INTRODUCTION AND OBJECTIVES: This study was undertaken to establish chronic rat model with cavernous fibrosis using mouse NIH3T3 fibroblasts, which express TGF-β1 (NIH3T3-TGF-β1 cell). MATERIALS AND METHODS: Sixty-nine male Sprague-Dawley rats were subjected to intracavernous injection of solutions (0.1 ml) and classified into three groups: Group 1; those receiving culture media (n=10), Group 2; those receiving recombinant human TGF-β1 (200 ng, n=10), Group 3; those receiving NIH3T3-TGF-β1 cells (3x106 cells, n=49). The penis was sequentially removed. We performed immunohistochemical staining for smooth muscle actin, TGF-β1 and its type II receptor to quantitatively evaluate smooth muscle and to evaluate the expression of both TGF-β1 and its receptor in corpus cavernosa by scoring intensity of immunoreactivity (score: from 0 to 3). RESULTS: Masson’s trichrome staining revealed that fibrotic nodules appeared from 15 days to 20 days after injection of NIH3T3-TGF-β1 cells, which were gradually decreased and disappeared at 40 days after injection.

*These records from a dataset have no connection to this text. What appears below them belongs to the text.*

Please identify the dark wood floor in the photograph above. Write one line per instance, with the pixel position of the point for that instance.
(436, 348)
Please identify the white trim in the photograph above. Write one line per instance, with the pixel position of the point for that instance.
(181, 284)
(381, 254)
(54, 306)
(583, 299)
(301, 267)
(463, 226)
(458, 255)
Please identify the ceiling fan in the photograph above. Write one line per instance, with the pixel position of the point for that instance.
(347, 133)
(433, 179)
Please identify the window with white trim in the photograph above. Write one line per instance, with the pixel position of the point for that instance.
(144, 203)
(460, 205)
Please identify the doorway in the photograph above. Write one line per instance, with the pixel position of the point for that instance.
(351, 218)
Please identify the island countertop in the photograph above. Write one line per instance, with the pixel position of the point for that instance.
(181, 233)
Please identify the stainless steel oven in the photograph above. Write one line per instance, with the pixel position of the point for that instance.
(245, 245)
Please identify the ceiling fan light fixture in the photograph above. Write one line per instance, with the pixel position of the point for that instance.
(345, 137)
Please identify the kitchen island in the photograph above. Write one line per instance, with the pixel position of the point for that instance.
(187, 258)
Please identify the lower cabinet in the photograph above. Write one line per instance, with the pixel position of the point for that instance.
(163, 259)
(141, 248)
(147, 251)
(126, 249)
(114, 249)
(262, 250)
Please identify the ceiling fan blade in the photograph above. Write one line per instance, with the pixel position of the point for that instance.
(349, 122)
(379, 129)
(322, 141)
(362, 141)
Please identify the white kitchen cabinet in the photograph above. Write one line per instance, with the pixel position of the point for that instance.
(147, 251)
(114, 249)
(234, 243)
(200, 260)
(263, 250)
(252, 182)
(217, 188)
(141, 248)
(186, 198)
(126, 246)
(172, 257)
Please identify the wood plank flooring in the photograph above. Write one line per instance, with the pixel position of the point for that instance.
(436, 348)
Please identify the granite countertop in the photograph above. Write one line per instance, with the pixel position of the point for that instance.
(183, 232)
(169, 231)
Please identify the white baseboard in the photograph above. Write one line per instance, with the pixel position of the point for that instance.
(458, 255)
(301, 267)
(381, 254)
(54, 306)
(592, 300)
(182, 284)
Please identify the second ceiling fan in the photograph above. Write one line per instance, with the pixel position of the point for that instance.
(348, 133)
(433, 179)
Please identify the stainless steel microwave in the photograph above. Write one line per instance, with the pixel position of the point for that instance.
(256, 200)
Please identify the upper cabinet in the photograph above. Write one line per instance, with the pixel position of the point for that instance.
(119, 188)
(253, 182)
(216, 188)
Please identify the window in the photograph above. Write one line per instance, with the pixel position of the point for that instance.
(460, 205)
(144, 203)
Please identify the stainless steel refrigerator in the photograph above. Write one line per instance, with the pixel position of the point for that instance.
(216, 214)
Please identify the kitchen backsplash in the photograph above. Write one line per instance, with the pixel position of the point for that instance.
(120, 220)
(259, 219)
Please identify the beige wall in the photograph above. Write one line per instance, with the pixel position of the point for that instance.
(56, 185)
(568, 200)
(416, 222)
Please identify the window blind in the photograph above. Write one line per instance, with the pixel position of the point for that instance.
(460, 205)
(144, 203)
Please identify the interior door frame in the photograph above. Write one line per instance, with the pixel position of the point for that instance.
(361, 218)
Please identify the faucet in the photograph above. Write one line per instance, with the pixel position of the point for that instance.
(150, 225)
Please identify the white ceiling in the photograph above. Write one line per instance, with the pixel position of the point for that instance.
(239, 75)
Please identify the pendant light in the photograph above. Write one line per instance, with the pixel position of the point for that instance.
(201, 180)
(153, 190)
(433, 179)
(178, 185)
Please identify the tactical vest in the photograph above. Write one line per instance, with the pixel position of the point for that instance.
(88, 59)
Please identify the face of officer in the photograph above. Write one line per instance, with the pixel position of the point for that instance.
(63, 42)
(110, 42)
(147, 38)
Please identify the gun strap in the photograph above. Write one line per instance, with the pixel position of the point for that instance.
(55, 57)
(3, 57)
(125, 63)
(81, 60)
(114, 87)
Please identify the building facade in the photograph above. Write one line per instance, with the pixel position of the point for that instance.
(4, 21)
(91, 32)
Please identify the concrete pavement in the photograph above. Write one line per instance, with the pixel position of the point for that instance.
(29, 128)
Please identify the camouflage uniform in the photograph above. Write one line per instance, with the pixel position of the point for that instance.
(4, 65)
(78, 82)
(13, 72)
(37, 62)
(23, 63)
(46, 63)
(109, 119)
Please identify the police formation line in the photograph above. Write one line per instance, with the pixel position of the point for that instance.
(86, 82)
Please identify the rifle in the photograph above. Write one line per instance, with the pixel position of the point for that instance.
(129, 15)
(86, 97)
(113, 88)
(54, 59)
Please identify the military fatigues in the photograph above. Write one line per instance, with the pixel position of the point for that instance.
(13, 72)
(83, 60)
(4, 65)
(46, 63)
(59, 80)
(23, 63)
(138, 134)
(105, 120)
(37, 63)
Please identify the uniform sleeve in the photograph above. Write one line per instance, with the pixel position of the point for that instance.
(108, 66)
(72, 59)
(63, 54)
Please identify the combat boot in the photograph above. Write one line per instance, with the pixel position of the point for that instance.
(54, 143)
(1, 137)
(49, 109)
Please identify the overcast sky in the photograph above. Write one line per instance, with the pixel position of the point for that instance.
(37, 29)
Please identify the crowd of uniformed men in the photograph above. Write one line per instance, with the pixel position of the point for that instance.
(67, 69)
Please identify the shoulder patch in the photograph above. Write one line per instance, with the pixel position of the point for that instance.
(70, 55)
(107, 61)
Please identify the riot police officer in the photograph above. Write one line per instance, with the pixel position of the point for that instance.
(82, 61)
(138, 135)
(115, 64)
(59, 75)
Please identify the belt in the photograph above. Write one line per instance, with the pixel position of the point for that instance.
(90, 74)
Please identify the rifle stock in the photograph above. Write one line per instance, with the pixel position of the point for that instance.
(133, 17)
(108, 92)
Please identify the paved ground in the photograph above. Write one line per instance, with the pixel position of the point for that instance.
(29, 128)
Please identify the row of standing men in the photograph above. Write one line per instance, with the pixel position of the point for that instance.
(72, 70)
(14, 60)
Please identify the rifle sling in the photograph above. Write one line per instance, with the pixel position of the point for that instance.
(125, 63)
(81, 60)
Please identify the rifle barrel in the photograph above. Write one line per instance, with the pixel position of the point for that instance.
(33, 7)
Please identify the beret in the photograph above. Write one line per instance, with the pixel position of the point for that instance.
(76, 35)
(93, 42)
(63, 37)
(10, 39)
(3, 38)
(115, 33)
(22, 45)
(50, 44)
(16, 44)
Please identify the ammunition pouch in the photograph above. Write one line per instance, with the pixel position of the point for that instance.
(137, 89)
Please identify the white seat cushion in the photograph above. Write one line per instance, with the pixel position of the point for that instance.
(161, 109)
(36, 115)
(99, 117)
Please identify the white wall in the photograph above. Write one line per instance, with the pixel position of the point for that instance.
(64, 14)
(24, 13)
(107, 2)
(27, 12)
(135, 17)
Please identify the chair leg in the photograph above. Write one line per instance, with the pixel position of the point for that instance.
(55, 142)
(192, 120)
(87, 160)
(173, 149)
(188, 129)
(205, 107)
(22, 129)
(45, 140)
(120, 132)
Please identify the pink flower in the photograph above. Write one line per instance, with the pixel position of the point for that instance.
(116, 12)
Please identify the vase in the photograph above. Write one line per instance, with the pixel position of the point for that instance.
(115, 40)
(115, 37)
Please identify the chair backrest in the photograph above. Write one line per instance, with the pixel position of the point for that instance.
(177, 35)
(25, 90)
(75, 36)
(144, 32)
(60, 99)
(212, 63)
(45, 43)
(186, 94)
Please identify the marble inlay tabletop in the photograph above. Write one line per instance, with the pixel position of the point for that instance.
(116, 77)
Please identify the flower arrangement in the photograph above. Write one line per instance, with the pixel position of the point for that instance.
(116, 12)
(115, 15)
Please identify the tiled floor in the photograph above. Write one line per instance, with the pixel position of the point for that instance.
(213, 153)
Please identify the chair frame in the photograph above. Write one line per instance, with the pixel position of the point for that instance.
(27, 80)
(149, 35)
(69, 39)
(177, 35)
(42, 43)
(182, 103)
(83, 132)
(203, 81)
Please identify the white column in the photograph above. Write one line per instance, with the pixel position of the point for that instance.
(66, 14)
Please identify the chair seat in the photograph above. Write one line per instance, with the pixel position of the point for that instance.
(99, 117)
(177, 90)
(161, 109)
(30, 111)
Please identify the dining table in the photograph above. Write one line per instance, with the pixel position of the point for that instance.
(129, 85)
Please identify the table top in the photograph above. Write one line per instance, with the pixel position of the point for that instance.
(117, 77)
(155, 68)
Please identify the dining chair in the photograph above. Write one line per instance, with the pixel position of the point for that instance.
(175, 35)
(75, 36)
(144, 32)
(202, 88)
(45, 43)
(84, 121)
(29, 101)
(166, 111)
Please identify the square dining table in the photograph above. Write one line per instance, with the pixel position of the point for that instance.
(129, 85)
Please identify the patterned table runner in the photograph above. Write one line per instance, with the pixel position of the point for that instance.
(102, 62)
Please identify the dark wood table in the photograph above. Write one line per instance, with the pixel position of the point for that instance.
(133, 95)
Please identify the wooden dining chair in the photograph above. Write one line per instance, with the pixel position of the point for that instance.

In contrast, no evidences of cavernous fibrosis were identified in group 1 and 2. TGF-β1 expression was significantly increased in group 3 (2.2±0.6), compared to group 1 (0.5±0.7) or 2 (0.4±0.5) (P<0.001). Type II receptor expression was also significantly increased in group 3 (2.7±0.5), compared to group 1 (1.2±0.6) or 2 (1.1±0.3) (P<0.001). Content of cavernous smooth muscle was significantly increased in group 3 (15.2±3.7%), especially around the fibrotic nodules, compared to group 1 (8.9±3.2%) and 2 (8.9±1.3%) (P<0.001). CONCLUSIONS: NIH3T3-TGF-β1 cell sufficiently induced relatively long-lasting cavernous fibrosis. This model may contribute to further investigation of the pathogenesis of penile fibrosis associated with TGF-β1 signal and development of new therapeutics targeting this signal transduction.